Bung Karno tidak berhenti begitu saja, ia juga
menggempur Belanda di Irian Barat dan
mempermainkan Amerika Serikat, Sukarno tau
apabila Irian Barat lepas maka Biak akan dijadikan
pangkalan militer terbesar di Asia Pasifik, dan ini
mengancam kedaulatan bangsa Indonesia yang baru
tumbuh. Kemenangan atas Irian Barat merupakan
kemenangan atas kedaulatan modal terbesar
Indonesia, di barat Indonesia punya lumbung
minyak yang berada di Sumatera, Jawa dan
Kalimantan sementara di Irian Barat ada gas dan
emas. Indonesia bersiap menjadi negara paling kuat
di Asia.
Hitung-hitungan Sukarno di tahun 1975 akan
terjadi booming minyak dunia, di tahun itulah
Indonesia akan menjadi negara yang paling maju di
Asia , maka obesesi terbesar Sukarno adalah
membangun Permina sebagai perusahaan
konglomerasi yang mengatalisator perusahaan-peru
sahaan negara lainnya di dalam struktur modal
nasional. Modal Nasional inilah yang kemudian bisa
dijadikan alat untuk mengakuisisi ekonomi dunia, di
kalangan penggede saat itu struktur modal itu diberi
kode namanya sebagai 'Dana Revolusi Sukarno".
Kelak empat puluh tahun kemudian banyak negara-
negara kaya seperti Dubai, Arab Saudi, Cina dan
Singapura menggunakan struktur modal nasional
dan membentuk apa yang dinamakan Sovereign
Wealth Fund (SWF) sebuah struktur modal nasional
yang digunakan untuk mengakuisisi banyak
perusahaan di negara asing, salah satunya apa yang
dilakukan Temasek dengan menguasai saham
Indosat.
Sukarno sangat perhatian dengan seluruh tambang
minyak di Indonesia, di satu sudut Istana samping
perpustakaannya ia memiliki maket khusus yang
menggambarkan posisi perusahaan minyak
Indonesia, suatu hari saat Bung Karno kedatangan
Brigjen Sumitro, yang disuruh Letjen Yani untuk
menggantikan Brigjen Hario Ketjik menjadi Panglima
Kalimantan Timur, Sukarno sedang berada di ruang
khusus itu, lalu ia keluar menemui Sumitro yang
diantar Yani untuk sarapan dengan Bung Karno, saat
sarapan dengan roti cane dengan madu dan
beberapa obat untuk penyakit ginjal dan
diabetesnya, Sukarno berkata singkat pada Sumitro :
"Generaal Sumitro saya titip rafinerij (rafineij =
tambang dalam bahasa Belanda) di Kalimantan,
kamu jaga baik-baik" begitu perhatiannya Sukarno
pada politik minyak.
Kelabakan dengan keberhasilan Sukarno menguasai
Irian Barat, Inggris memprovokasi Sukarno untuk
main di Asia Tenggara dan memancing Sukarno
agar ia dituduh sebagai negara agresor dengan
mengakuisisi Kalimantan. Mainan lama ini kemudian
juga dilakukan dengan memancing Saddam Hussein
untuk mengakuisisi Kuwait sehingga melegitimasi
penyerbuan pasukan Internasional ke Baghdad.

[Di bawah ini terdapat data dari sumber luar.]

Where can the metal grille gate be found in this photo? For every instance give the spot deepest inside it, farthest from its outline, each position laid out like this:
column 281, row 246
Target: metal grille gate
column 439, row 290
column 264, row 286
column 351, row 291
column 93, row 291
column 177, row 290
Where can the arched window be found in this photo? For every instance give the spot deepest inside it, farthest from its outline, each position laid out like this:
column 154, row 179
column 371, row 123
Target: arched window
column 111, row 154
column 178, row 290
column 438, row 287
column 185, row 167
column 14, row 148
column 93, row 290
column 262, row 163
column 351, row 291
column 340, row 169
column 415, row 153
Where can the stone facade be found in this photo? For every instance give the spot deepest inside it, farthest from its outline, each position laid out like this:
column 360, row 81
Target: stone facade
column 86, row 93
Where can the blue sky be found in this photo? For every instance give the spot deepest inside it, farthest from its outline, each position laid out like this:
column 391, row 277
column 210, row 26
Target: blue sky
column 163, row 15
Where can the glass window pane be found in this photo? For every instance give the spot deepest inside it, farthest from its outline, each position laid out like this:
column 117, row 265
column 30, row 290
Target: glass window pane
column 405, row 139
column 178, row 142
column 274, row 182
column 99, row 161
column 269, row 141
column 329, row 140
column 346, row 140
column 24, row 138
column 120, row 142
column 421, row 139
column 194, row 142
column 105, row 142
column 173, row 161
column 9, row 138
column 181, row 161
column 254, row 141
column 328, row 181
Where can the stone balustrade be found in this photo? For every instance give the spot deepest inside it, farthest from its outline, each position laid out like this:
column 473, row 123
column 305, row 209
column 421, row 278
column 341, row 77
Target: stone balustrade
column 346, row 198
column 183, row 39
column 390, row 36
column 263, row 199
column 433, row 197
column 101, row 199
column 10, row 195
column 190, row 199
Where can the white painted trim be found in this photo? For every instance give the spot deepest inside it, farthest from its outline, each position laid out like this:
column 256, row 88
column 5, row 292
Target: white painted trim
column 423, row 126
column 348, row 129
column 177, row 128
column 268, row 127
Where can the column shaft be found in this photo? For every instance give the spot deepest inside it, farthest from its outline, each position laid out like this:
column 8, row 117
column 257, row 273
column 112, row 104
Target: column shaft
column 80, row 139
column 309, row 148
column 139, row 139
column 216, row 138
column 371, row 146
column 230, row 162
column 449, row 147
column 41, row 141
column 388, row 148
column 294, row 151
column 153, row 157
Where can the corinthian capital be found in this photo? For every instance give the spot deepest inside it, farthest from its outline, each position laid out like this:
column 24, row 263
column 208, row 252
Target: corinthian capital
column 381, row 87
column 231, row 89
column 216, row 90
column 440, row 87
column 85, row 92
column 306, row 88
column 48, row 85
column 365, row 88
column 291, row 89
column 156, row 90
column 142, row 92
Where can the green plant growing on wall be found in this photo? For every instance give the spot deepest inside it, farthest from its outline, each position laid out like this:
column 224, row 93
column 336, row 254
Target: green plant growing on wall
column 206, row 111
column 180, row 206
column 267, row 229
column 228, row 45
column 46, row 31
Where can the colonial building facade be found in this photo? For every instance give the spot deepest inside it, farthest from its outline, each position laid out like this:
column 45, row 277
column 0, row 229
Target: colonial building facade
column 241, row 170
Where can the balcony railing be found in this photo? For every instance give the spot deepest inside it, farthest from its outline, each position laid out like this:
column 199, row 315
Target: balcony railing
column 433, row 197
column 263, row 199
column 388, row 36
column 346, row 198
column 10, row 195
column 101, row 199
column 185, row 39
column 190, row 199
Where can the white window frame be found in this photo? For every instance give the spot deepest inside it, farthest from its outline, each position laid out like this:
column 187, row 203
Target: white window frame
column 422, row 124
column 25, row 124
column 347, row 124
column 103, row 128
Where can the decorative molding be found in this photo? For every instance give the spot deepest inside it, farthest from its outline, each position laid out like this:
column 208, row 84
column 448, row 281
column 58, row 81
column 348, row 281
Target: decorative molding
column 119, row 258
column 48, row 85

Sukarno panas dengan tingkah laku Malaysia,
negara kecil yang tak tau malu untuk dijadikan alat
kolonialisme, namun Sukarno juga terpancing
karena bagaimanapun armada tempur Indonesia
yang diborong lewat agenda perang Irian Barat
menganggur. Sukarno ingin mengetest Malaysia.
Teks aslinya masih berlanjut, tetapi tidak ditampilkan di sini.